In a somewhat puzzling ruling handed down on May 25, a Florida district court judge held that the court lacked jurisdiction to address whether a Massachusetts lawyer who appeared on behalf of his defendant client at a Florida mediation was engaging in the unauthorized practice of law.
As reported by Law360 (subs. req.), the plaintiff, which runs an adult subscription service, is suing defendant Sun Social and others for allegedly hosting pirated content on their internet porn sites.
No jurisdiction, no sanctions
At the mediation, Sun Social appeared through its Massachusetts counsel, who had not yet sought pro hac vice admission. Only after the parties reached an impasse did the plaintiff object to the Massachusetts lawyer’s participation. The plaintiff charged the lawyer with unauthorized practice and sought sanctions, including disqualification.
The district court held that it could not address whether the lawyer’s conduct was UPL, because the Florida Constitution vests the state supreme court “with exclusive jurisdiction over … the prohibition of practice by persons not members of the Florida Bar,” and case law interpreting the provision delegates the determination of UPL solely “to the Florida Bar.”
The federal court judge denied the sanctions motion, ruling that “only the Florida Supreme Court has jurisdiction to determine whether the alleged acts constitute the unauthorized practice of law,” and noting that the lawyer had since sought and obtained pro hac vice admission.
Really without teeth?
The court seems to have reached the right outcome here, but for the wrong reason — and in holding that it was required to be agnostic on the issue of UPL, the court took a too-narrow view of its power to remedy future conduct that it might be presented with.

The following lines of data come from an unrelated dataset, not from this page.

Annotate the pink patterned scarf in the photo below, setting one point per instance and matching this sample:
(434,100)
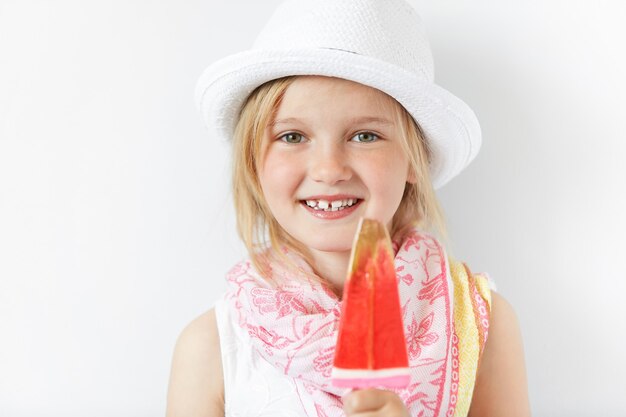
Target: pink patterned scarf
(293,325)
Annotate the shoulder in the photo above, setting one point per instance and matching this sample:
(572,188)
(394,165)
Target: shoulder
(196,386)
(501,387)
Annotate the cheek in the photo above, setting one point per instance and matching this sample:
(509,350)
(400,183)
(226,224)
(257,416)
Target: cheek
(387,184)
(277,176)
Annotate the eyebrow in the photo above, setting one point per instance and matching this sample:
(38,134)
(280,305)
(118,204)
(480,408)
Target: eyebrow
(354,120)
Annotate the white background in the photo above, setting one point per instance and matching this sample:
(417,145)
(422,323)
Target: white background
(116,227)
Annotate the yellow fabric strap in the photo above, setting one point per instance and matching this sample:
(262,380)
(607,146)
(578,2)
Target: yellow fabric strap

First, Rule 4-5.5 of the Florida Rules of Professional Conduct, like its Model Rule analog, creates some limited circumstances permitting lawyers admitted elsewhere to practice temporarily in Florida — including in “pending or potential” ADR proceedings like mediations (if the services arise out of or are reasonably related to the lawyer’s practice in his or her home jurisdiction). And second, the Southern District of Florida’s own Local Rule 11.1 incorporates the Rules of Professional Conduct as standards and provides that for violating those rules, “attorneys may be subject to appropriate disciplinary action,” including under the court’s own Rules Governing Attorney Discipline.
If the district court lacks authority to sanction lawyers who sail outside the limited safe harbor of Rule 5.5’s temporary-practice provision, that limitation does not appear in the court’s local rules. Indeed, it would appear to run counter to the court’s power to manage the proceedings before it.
“Immature and unprofessional mudslinging”
It is possible that the court was reflecting its impatience with the parties, which, the judge wrote, had engaged in “immature and unprofessional mudslinging.” And after all, the Massachusetts lawyer had (after “blatantly drag[ging] his feet”) finally obtained the court’s permission to appear. But in any event, the implication that the district court would be hamstrung in dealing with ethical misconduct constituting the unauthorized practice of law is unfortunate.